Labour's Simon Foster, a former legal aid solicitor, said he wants to be known as a ‘PCC who engages with, listens to and works with the people of the West Midlands’.
Mr Foster, who starts in the role today, won a commanding victory in last week's election against Conservative candidate Jay Singh-Sohal by more than 40,000 votes.
And he believes it was his team’s messaging that saw them buck the national trend of Conservative gains, with a focus on community policing and helping vulnerable victims of crime.
“It was an exciting day on Saturday – tense, a long day, but it’s gradually sinking in,” he said of his victory.
“I think we won partly because in many respects the public have lost confidence in the Conservative government over crime, policing and the criminal justice system in the past ten years, but in addition to that, and I think this was the most important part, we ran a positive campaign around key policy issues that the people of the WM really cared about.
“For example, in relation to community policing, in relation to reducing violent crime and tackling knife crime, and combatting violence against women and girls and domestic abuse, and many other policy issues as well.
“I pledge 450 extra community police officers out on the streets of the West Midlands, to keep people and their families and communities safe. The way we’re going to do that is, of the 1,200 net uplift that the West Midlands is due to get between 2020 and 2023, I would like to see 450 of those police officers allocated to community policing.

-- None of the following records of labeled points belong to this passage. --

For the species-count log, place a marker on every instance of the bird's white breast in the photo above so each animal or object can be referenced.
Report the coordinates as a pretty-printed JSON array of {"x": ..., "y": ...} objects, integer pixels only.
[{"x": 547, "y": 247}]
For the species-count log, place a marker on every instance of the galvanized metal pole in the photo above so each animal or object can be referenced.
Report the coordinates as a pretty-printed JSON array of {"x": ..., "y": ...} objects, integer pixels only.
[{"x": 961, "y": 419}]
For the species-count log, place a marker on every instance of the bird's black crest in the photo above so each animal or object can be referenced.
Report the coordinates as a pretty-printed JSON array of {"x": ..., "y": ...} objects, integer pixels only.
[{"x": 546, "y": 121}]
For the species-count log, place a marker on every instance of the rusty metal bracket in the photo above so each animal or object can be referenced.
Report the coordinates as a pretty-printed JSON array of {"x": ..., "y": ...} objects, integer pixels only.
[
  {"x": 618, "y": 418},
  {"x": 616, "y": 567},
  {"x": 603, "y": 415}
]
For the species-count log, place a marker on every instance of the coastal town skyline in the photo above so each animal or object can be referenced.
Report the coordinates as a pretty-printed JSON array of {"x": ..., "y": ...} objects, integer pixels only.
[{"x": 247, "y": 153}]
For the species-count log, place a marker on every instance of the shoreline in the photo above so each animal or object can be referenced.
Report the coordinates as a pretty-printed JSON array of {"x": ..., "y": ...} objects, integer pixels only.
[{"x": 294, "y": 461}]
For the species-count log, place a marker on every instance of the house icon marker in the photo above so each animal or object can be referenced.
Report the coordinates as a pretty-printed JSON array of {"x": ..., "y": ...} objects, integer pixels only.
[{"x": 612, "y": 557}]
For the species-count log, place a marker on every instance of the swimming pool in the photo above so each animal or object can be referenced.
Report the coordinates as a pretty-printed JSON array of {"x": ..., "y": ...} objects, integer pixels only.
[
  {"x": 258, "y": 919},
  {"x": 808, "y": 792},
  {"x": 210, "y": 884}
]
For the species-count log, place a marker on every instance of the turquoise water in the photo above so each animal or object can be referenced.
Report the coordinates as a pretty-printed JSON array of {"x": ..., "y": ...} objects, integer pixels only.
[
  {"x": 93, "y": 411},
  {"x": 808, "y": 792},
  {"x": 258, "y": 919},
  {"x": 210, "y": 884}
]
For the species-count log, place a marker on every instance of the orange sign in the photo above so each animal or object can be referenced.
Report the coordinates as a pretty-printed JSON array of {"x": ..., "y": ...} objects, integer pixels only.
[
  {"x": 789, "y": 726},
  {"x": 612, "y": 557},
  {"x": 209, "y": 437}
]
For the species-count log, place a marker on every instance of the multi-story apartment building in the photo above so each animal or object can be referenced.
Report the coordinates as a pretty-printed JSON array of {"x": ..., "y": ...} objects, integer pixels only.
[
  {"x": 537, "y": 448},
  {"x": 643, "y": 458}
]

“I think it’s important because it came across loud and clear during the course of the campaign, and I travelled up and down the West Midlands and across the West Midlands – visible, proactive, preventative, problem-solving community policing was something that was incredibly popular, and I do think that chimed with the electorate.”
Another area of focus for the new PCC is domestic abuse, with an increase in incidents as the country went into lockdown during the pandemic.
And he wants to see an improvement in the availability of victims services, while also committing to a ‘network of domestic abuse advocates’.
“Well I think we’ve seen during lockdown in particular that violence against women and girls, and particularly domestic abuse, has been a huge issue of public concern, and it’s certainly a huge issue of concern for myself,” he said.
“I want combating violence against women and girls to be a key priority – it obviously has huge impacts on people and families, and it’s really important that the police use all the powers available to them.
“I want to extend a network of domestic abuse advocates, cause I think that’s really key to ensure that victims of violence are able to navigate the system, and I want victims services to be available at the right place at the right time, for victims and survivors as well.
“We need to make sure that victims services are working for people, I want to promote the rights of victims, we need to have victim support services that are available at the right place at the right time for people.
“I want to be a people and communities police and crime commissioner. And what I mean by that is a PCC who engages with, listens to and works with the people of the West Midlands.”